FIG. 2B illustrates an example up-sampled point cloud graph 250, in accordance with various embodiments. The up-sampled point cloud graph 250 is another graph representation of the chair. The up-sampled point cloud graph 250 may be converted from the sparse point cloud graph 200, e.g., by the up-sampling model 170. For the purpose of illustration, FIG. 2B also shows a zoomed-in view of a subset 255 of the up-sampled point cloud graph 250. The subset 255 may correspond to the subset 205. For instance, the subset 255 may be generated from up-sampling the subset 205. The up-sampled point cloud graph 250 may include all the nodes 210 in the sparse point cloud graph 200 plus nodes 215. The nodes 215 are represented by dotted circles in FIG. 2B. The nodes 215 are new nodes that do not exist in the sparse point cloud graph 200. In some embodiments, the position of a node 215 is determined based on the positions of some nodes 210. For instance, a node 215 may be between two adjacent nodes 210. In some embodiments, a node 215 may be placed
on an edge 220. With the addition of the nodes 215, the up-sampled point cloud graph 250 has more nodes than the sparse point cloud graph 200. As shown in FIGS. 2A and 2B, the up-sampled point cloud graph 250 appears to be denser than the sparse point cloud graph 200.
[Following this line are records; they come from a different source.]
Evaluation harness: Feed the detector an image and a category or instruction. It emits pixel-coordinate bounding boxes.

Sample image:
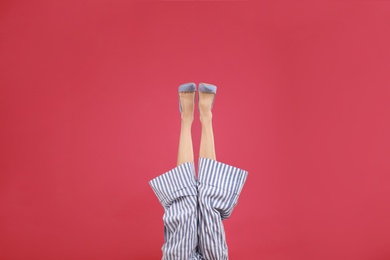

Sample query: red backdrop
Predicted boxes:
[0,0,390,260]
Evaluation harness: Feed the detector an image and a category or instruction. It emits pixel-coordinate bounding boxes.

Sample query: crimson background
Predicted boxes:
[0,0,390,260]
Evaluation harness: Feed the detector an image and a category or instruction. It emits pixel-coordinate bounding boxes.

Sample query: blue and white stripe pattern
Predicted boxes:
[149,158,248,260]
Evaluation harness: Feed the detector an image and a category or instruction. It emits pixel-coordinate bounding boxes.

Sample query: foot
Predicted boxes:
[179,92,196,122]
[199,91,215,121]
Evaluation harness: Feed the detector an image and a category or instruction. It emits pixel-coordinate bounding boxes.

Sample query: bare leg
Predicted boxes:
[199,92,216,160]
[177,92,195,165]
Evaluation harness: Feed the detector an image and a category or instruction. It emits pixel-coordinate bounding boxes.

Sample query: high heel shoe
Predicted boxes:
[199,83,217,108]
[179,82,196,113]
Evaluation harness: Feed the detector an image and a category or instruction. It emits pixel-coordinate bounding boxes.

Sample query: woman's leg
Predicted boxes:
[177,92,195,165]
[198,86,247,260]
[199,92,216,160]
[150,89,198,260]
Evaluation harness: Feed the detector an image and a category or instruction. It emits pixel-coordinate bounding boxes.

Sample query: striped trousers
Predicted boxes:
[149,158,248,260]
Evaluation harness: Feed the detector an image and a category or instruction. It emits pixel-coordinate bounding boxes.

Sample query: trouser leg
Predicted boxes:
[198,158,248,260]
[149,162,200,260]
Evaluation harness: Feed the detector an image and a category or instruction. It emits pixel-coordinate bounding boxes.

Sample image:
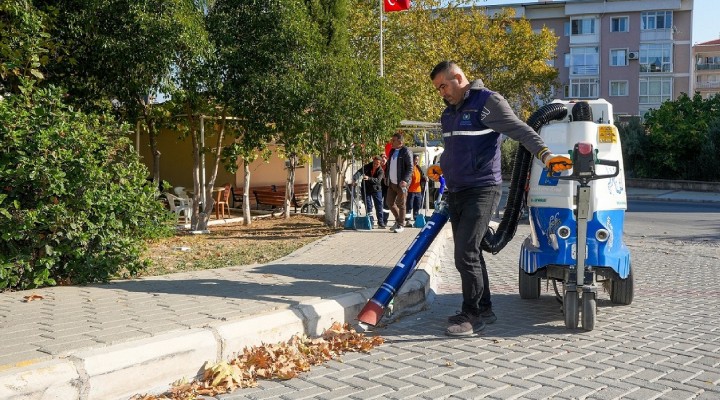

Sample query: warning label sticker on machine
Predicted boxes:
[598,125,617,143]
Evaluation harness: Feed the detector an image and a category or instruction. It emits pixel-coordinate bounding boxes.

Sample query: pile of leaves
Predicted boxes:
[130,322,384,400]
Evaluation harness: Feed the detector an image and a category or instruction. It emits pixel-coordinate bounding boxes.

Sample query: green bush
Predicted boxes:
[0,88,172,289]
[615,117,655,178]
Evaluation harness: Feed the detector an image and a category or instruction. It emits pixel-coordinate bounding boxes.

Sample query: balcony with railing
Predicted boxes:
[695,64,720,71]
[570,64,600,76]
[640,63,672,72]
[695,81,720,89]
[640,29,673,42]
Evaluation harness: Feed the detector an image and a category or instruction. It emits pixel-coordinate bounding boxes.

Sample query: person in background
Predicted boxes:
[406,154,427,226]
[380,153,390,227]
[362,156,385,228]
[385,133,412,233]
[430,61,572,336]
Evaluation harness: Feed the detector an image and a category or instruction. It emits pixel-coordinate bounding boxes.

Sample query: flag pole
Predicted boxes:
[380,0,385,78]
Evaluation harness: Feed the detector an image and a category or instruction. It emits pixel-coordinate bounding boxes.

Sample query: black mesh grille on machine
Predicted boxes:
[572,101,592,121]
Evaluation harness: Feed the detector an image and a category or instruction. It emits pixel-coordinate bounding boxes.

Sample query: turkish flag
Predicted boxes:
[383,0,410,12]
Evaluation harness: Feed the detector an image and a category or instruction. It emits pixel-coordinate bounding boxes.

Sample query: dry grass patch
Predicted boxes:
[140,215,337,276]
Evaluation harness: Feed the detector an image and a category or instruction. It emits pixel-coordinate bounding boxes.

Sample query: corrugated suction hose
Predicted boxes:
[481,103,568,254]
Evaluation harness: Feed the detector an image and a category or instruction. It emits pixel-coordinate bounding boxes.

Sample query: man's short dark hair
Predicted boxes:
[430,60,457,80]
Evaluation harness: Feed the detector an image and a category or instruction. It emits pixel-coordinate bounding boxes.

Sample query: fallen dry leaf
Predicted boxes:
[130,322,385,400]
[23,294,44,303]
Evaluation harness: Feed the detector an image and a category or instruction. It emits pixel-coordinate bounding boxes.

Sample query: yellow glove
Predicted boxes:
[545,153,572,173]
[427,164,442,182]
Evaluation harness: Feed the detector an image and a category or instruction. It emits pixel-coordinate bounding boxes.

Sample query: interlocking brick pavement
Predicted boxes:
[0,229,417,371]
[218,225,720,400]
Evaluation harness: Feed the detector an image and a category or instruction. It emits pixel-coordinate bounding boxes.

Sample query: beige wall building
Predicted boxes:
[488,0,694,118]
[693,39,720,99]
[132,129,319,193]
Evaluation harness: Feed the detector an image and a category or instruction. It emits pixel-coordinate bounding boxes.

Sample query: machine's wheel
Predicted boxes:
[563,292,580,329]
[582,292,597,331]
[518,268,540,299]
[300,204,318,214]
[610,270,633,306]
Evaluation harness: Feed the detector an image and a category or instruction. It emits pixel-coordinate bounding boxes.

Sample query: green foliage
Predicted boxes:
[615,117,655,178]
[0,1,57,93]
[638,93,720,180]
[0,87,172,289]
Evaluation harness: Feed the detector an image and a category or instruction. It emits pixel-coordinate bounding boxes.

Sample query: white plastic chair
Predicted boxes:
[165,193,192,222]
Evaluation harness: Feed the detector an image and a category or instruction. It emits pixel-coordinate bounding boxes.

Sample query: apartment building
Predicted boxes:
[693,39,720,99]
[487,0,692,119]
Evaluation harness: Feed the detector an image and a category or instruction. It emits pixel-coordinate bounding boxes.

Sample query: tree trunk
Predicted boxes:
[185,111,207,231]
[243,160,252,226]
[284,155,297,219]
[140,103,162,186]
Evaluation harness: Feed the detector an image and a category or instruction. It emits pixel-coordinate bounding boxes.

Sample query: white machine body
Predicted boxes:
[520,99,630,279]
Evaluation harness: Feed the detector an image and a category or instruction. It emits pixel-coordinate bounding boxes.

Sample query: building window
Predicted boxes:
[640,76,672,104]
[610,49,627,67]
[570,79,598,99]
[570,47,600,75]
[610,81,628,96]
[640,43,672,72]
[570,18,595,35]
[640,11,672,31]
[610,17,630,32]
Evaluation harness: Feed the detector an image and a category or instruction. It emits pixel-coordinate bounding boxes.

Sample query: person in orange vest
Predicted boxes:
[406,154,427,226]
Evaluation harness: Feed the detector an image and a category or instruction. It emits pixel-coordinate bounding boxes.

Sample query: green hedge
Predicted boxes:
[0,88,172,289]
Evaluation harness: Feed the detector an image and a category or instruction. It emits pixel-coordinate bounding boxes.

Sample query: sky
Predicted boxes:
[478,0,720,44]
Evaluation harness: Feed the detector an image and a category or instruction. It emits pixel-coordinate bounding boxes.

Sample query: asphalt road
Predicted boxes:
[625,200,720,246]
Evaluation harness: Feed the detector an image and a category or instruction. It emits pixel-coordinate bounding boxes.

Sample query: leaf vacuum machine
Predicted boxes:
[358,99,633,330]
[518,99,633,331]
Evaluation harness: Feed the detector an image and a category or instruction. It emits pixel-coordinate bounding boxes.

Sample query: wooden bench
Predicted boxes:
[252,185,309,213]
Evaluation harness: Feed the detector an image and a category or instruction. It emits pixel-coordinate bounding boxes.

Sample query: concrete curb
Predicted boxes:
[0,228,450,400]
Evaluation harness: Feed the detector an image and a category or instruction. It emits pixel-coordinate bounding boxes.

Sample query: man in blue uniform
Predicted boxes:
[430,61,572,336]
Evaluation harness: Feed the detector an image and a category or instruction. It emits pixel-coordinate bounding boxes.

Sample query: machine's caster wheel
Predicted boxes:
[563,292,580,329]
[518,268,540,299]
[582,292,597,331]
[300,204,318,214]
[610,270,633,306]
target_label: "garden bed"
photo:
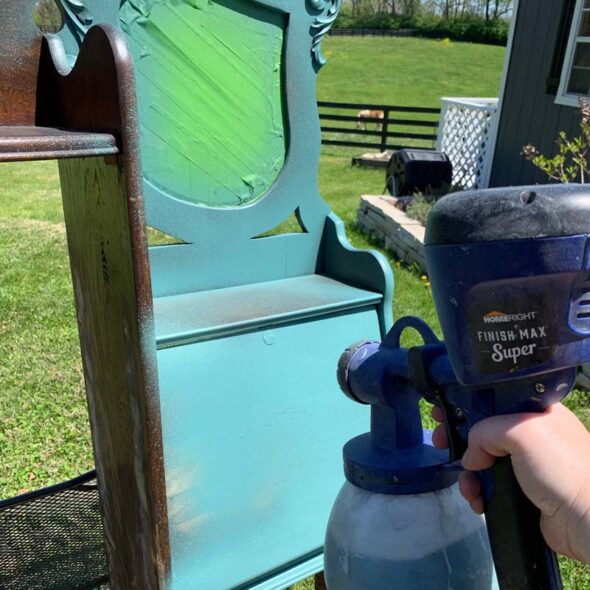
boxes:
[357,195,426,272]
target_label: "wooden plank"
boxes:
[318,100,440,115]
[0,126,119,162]
[322,139,432,150]
[320,113,438,128]
[59,158,166,590]
[48,25,170,590]
[0,0,41,125]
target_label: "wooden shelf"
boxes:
[0,126,119,162]
[154,275,383,348]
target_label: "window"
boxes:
[555,0,590,106]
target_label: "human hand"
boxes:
[432,404,590,564]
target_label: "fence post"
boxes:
[381,109,389,152]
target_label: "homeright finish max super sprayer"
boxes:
[325,185,590,590]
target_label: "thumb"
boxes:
[462,414,538,471]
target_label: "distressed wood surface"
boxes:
[51,26,170,590]
[0,125,119,162]
[357,195,426,272]
[0,0,41,125]
[60,158,166,589]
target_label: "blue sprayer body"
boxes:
[330,185,590,590]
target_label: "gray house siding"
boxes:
[490,0,578,186]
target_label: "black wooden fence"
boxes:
[330,29,420,37]
[318,101,440,152]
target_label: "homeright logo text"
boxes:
[483,311,539,324]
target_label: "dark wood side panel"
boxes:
[0,0,41,125]
[49,26,170,590]
[490,0,578,186]
[59,157,166,590]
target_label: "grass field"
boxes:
[0,38,590,590]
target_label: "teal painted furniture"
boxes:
[18,0,393,590]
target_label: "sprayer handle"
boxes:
[480,457,562,590]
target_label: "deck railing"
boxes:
[437,97,498,189]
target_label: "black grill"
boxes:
[0,471,109,590]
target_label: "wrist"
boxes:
[569,478,590,565]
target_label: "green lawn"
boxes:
[318,37,504,107]
[0,33,590,590]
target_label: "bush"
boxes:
[334,12,509,45]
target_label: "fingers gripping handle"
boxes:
[481,457,562,590]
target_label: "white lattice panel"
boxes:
[438,98,498,189]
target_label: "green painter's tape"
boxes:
[120,0,286,206]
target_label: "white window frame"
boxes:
[555,0,590,107]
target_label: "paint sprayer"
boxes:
[325,185,590,590]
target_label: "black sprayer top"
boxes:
[425,184,590,246]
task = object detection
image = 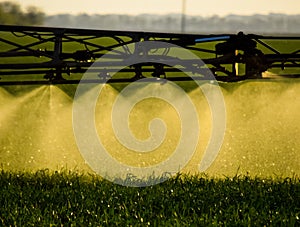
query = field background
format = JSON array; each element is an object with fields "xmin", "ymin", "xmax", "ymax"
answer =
[{"xmin": 0, "ymin": 32, "xmax": 300, "ymax": 177}]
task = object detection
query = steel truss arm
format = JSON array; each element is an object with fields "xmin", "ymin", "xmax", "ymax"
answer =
[{"xmin": 0, "ymin": 25, "xmax": 300, "ymax": 84}]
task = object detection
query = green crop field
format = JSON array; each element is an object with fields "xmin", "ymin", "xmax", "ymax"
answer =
[
  {"xmin": 0, "ymin": 29, "xmax": 300, "ymax": 226},
  {"xmin": 0, "ymin": 170, "xmax": 300, "ymax": 226}
]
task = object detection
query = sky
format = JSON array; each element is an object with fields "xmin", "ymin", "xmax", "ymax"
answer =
[{"xmin": 0, "ymin": 0, "xmax": 300, "ymax": 16}]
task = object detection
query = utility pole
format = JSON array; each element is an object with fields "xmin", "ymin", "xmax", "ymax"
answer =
[{"xmin": 181, "ymin": 0, "xmax": 186, "ymax": 33}]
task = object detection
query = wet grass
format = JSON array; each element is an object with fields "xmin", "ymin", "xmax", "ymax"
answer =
[{"xmin": 0, "ymin": 170, "xmax": 300, "ymax": 226}]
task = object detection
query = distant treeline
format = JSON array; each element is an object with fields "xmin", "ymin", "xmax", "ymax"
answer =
[
  {"xmin": 45, "ymin": 14, "xmax": 300, "ymax": 34},
  {"xmin": 0, "ymin": 1, "xmax": 300, "ymax": 34},
  {"xmin": 0, "ymin": 1, "xmax": 45, "ymax": 25}
]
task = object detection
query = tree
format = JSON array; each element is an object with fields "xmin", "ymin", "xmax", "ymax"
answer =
[{"xmin": 0, "ymin": 1, "xmax": 45, "ymax": 25}]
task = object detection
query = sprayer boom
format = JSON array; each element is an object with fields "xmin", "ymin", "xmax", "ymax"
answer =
[{"xmin": 0, "ymin": 25, "xmax": 300, "ymax": 85}]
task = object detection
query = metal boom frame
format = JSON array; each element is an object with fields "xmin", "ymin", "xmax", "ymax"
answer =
[{"xmin": 0, "ymin": 25, "xmax": 300, "ymax": 85}]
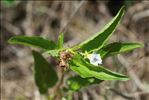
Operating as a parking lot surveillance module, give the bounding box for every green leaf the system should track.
[57,33,64,49]
[32,51,58,94]
[69,53,128,81]
[67,75,103,91]
[97,42,143,58]
[80,6,125,52]
[8,36,56,50]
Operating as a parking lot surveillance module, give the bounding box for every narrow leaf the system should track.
[67,75,102,91]
[80,7,125,52]
[33,51,58,94]
[57,33,64,49]
[8,36,56,50]
[97,42,143,58]
[69,53,128,81]
[44,49,64,57]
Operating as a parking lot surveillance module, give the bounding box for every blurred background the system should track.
[0,0,149,100]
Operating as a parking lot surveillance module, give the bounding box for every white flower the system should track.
[87,53,102,66]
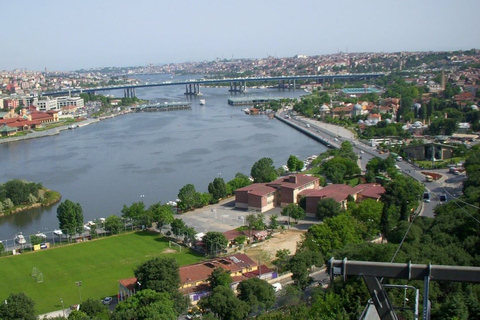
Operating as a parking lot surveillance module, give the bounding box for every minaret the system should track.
[442,71,446,91]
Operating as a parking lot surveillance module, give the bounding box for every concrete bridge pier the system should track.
[228,81,247,92]
[185,83,200,96]
[123,88,136,98]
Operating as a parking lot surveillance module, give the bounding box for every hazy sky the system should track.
[0,0,480,71]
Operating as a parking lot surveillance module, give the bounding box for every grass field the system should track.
[0,232,201,314]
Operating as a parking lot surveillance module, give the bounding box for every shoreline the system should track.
[0,118,100,144]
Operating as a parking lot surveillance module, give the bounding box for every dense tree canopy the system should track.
[202,231,228,255]
[250,158,277,183]
[208,178,227,202]
[281,203,305,223]
[178,184,198,210]
[237,278,275,312]
[57,199,83,234]
[316,198,342,220]
[0,292,37,320]
[198,286,250,320]
[208,267,232,290]
[111,289,178,320]
[134,257,180,294]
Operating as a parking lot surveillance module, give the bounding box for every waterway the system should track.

Example Grid-structured Feature Maps
FIG. 3 illustrates a feature map 300, in accordance with various embodiments. The feature map 300 may be a grid representation of an object, e.g., the chair in FIGS. 2A and 2B. The feature map 300 may be generated from an up-sampled graph, the up-sampled graph 250 in FIG. 2B. For the purpose of illustration, the feature map 300 has a 2D grid structure, which may be denoted as DH×W. The grid structure has rows along the X axis and columns along the Y axis. The feature map 300 may have a width W along the X axis and a height H along the Y axis. The spatial size of the feature map 300 may be the width W, the height H, or the area H×W. In some embodiments, the width W may be the total number of elements in a row of the feature map 300. The height H may be the total number of elements in a column of the feature map 300. Each element is represented by a dark circle in FIG. 3. In some embodiments, an element may be a node in the up-sampled graph, e.g., a node 210 or a node 215. In some embodiments, the up-sampled graph is input into the reshaping module 180, and the reshaping module 180 outputs the feature map 300. For the purpose of illustration, the feature map 300 is a 2D tensor. In other embodiments, the feature map 300 may be a 3D tensor, e.g., a tensor with a spatial size H×W×C. In an example, C may be 2, 3, or a larger number.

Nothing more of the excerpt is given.